Critics didn’t wait to protest against the initiative and through blogs and internet forums they agreed the problem was not so much the fleet size but the weak and obsolete infrastructure.

Oliverio Enrique García, president of Andemos, told just-auto the proposal contradicted comments by President Santos, just back from Korea and Japan, saying he wanted to increase trade with those countries which export vehicles to Colombia.

The Colombian vehicles to people ratio is among the lowest in South America – just 5m vehicles to transport 45m people. This one vehicle per nine persons ratio is just above that of Bolivia, the poorest country in this region.

On the other hand, Colombia only has 1,400 km of multi-lane roads while Ecuador has triple that. This is the real problem behind Colombian traffic jams – inadequate road space.

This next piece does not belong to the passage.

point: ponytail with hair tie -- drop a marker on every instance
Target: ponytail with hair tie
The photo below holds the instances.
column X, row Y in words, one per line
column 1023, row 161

To make things worse, Targa’s boss, transportation minister Germán Cardona, has said people won't be able to choose a registration plate ending with an odd or even number. That loophole has been used for some years in the capital Bogota where road use on a given day is determined by odd or even vehicle registration plate last numbers. People simply buy a second car and choose a different plate number from their first car to get around that.

The minister “is forgetting that transportation is a fundamental right of citizens and people would buy a second car not because of fashion or laziness but for the real need for transportation,” an analyst, requesting anonymity, told just-auto.

Meanwhile, the Colombian statistics service said GDP grew 5.2% in the first eight months of 2011, spurred by consumption and investment.

In the January to August period, 213,516 new cars were sold, up 45%.

Chevrolet, with market share of 33.3%, was the top brand followed by Renault, 14.8%; Hyundai, 9.0%; Kia, 8.5%; Nissan, 7.2%; Toyota, 4.2%; Mazda, 4.2%; Ford, 3.2%; Volkswagen, 2.6% and Dodge, 0.9%.

The best growth in the same period was booked by Land Rover, 272.4%; Citroen, 117.5%; Alfa Romeo, 103.4%; Ford, 101.6%; Seat, 95.6%; Nissan, 95.4%; Volvo, 84.8%; Peugeot, 78.7%; Porsche, 73.3%; Skoda, 62.6% and Dodge, 59.40%.